Those are lighthearted examples, but dealing with doubt is, for many Mormons, not lighthearted at all. It can be acutely painful. Of course they want to talk to people who already understand what they are dealing with. In my interviews with former Mormons, in fact, several have indicated one of the reasons they did not want to speak to their bishop or more orthodox family members was they didn’t want to break open Pandora’s box for those people. If they didn’t already know some of the more controversial aspects of Church history, why would the doubter want to discuss those findings with them, knowing they could cause the same down-the-rabbit-hole discomfort the doubter was experiencing?
I’m with President Nelson in that I would love to see people grow in their faith. I also agree that while it’s important and healthy to air our doubts, if we want to move forward in faith we also need to, as Pres. Uchtdorf once put it, doubt our doubts. The problem is, Mormonism has given us very few tools to be able to do that.

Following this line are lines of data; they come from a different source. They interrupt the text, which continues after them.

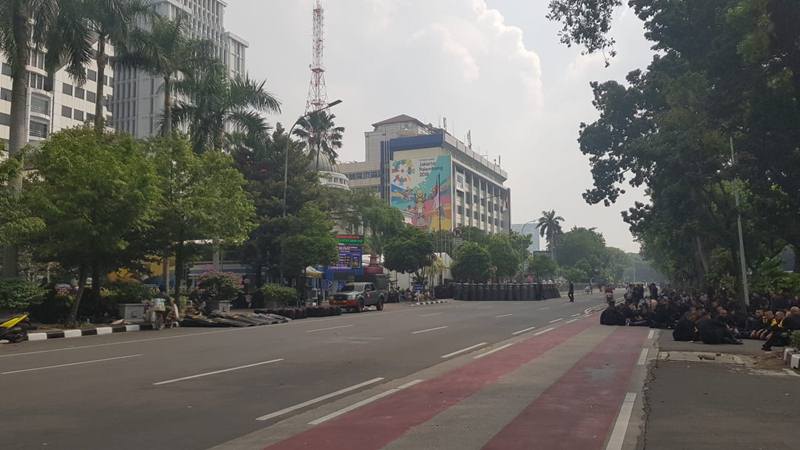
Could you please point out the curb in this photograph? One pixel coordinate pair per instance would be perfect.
(88, 332)
(431, 302)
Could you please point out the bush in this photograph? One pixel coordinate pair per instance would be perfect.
(219, 286)
(794, 340)
(55, 306)
(19, 295)
(275, 295)
(120, 292)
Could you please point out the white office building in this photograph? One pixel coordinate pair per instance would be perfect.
(53, 104)
(139, 101)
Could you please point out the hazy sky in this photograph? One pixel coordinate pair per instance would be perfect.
(494, 67)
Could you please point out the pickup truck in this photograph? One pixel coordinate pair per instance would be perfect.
(357, 296)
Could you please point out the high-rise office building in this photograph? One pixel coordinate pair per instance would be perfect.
(138, 105)
(53, 104)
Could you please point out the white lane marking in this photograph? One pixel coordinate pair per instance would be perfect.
(329, 328)
(494, 350)
(70, 364)
(361, 403)
(43, 336)
(200, 375)
(642, 357)
(429, 330)
(621, 425)
(319, 399)
(463, 350)
(523, 331)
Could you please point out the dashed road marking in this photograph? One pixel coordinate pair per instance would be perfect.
(463, 350)
(318, 399)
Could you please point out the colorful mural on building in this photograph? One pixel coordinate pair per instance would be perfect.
(421, 189)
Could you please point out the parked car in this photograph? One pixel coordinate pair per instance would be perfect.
(358, 295)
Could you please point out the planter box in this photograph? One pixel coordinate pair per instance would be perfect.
(787, 354)
(132, 312)
(221, 306)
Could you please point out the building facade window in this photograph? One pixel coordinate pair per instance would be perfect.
(38, 129)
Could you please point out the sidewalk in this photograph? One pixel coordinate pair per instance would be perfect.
(736, 397)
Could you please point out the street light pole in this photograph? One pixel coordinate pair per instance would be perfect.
(286, 155)
(745, 289)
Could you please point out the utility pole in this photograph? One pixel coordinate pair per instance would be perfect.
(745, 289)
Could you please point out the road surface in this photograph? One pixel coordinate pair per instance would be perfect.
(459, 375)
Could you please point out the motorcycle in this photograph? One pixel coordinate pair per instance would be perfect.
(15, 329)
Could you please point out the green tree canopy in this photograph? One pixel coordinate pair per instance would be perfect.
(204, 198)
(408, 251)
(505, 258)
(96, 193)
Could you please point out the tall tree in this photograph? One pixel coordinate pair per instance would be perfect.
(18, 31)
(214, 101)
(95, 193)
(166, 50)
(322, 136)
(84, 24)
(549, 226)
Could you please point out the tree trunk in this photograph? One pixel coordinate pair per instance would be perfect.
(166, 130)
(102, 61)
(96, 284)
(18, 131)
(701, 255)
(178, 270)
(73, 312)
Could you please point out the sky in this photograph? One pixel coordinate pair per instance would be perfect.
(492, 67)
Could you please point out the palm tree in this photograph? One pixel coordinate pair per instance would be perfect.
(18, 31)
(216, 101)
(167, 51)
(549, 225)
(82, 23)
(321, 134)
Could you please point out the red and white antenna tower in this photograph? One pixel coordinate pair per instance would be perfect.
(317, 95)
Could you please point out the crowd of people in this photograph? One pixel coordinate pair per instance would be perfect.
(706, 317)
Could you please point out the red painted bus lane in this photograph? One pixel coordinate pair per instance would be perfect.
(374, 426)
(578, 411)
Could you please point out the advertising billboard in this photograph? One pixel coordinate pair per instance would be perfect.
(421, 189)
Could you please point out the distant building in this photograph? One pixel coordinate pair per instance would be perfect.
(55, 104)
(436, 180)
(139, 101)
(529, 230)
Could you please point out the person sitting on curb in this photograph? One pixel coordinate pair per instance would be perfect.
(685, 330)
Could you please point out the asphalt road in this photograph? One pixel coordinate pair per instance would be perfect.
(198, 388)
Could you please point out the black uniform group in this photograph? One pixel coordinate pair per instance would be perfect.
(711, 320)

What’s tough for Mormon doubters is that the whole process of living comfortably with doubt means having humility. I don’t mean humility in the way Latter-day Saints typically define it, which is about not being prideful in our talents or life circumstances. I mean humility about what we believe, which means being able to say about both our belief and our nonbelief, “You know, this is what I am thinking and feeling right now, but next year or even tomorrow, that could evolve.”
President Nelson and other leaders want Latter-day Saint doubters to be able to magically know how to do something we’ve never taught believers how to do, which is to understand we could be very wrong in what we are currently thinking about religion.
But in my experience, it’s that very foundation that allows doubters to choose faith. Faith and belief, as Brian McLaren has helpfully pointed out in his recent book “Faith After Doubt,” are not synonymous. Belief is accepting certain propositions considered correct by our community. Faith is revolutionary love. And, he writes, “Sometimes, it is only by doubting a religion that expresses itself in beliefs that we can discover a faith that expresses itself in revolutionary love.”
Talking with those who are acquainted with doubt — particularly those who have come out on the other side with a more nuanced, deeper faith — helps people who have been raised to mistake belief for faith to not become overwhelmed when they experience the natural stirrings of doubt. By isolating those who experience doubt, ironically, the church risks pushing them further away from faith.